Abadía, que está numa penitenciária de segurança máxima no Estado do Mato Grosso do Sul, pretendia também que fossem retiradas as acusações contra a mulher, Yessica Paola Rojas Morales.
O casal foi detido em Agosto de 2007 num condomínio de luxo da região metropolitana de São Paulo.

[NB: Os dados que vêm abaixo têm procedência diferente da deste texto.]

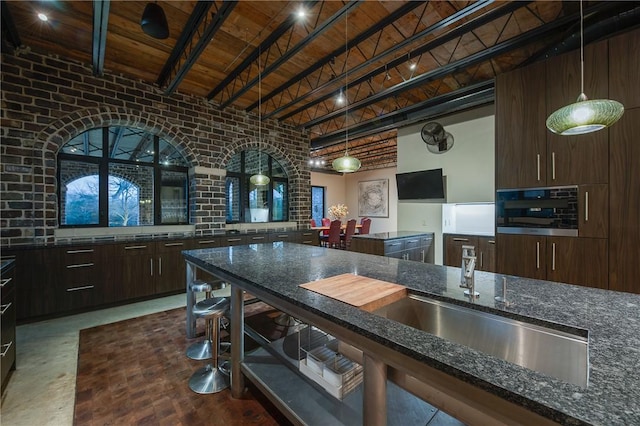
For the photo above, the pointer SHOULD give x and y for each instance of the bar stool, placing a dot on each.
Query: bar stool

O colombiano é acusado de enviar mais de 1.000 toneladas de cocaína para os Estados Unidos nos últimos dez anos e apontado como o mandante de 15 homicídios nos Estados Unidos e mais de 300 assassínios na Colômbia.
Segundo a procuradora Thaméa Valiengo, o juiz Fausto Martin de Sanctis, da 6ª Vara Federal Criminal de São Paulo, recusou o acordo proposto por Abadía, porque "preferiu ficar livre para proferir a sentença no final do processo do modo que achar melhor".
"Esse dinheiro poderia ser revertido para a área social, organizações não-governamentais, infra-estrutura da Justiça e outros fins", lamentou a procuradora.
Thaméa Valiengo não se opunha ao acordo por considerar que a extradição para os Estados Unidos da América não impediria que Abadía deixasse de cumprir pena, já que em território norte-americano é acusado de homicídio e tráfico de droga.
No Brasil, as acusações contra o traficante, que possui uma fortuna avaliada em mais de 1,8 mil milhões de dólares em dinheiro e propriedades, são de lavagem de dinheiro, crime organizado e uso de documentos falsos.
A decisão final de extraditar Abadía cabe ao Supremo Tribunal Federal (STF), que está a analisar um pedido feito nesse sentido pelos Estados Unidos.
Abadía acredita que quanto mais rápido pisar território norte-americano, mais fácil será negociar uma redução de pena através da entrega de mais dinheiro, além de que é seu objectivo evitar cumprir pena nos cárceres brasileiros.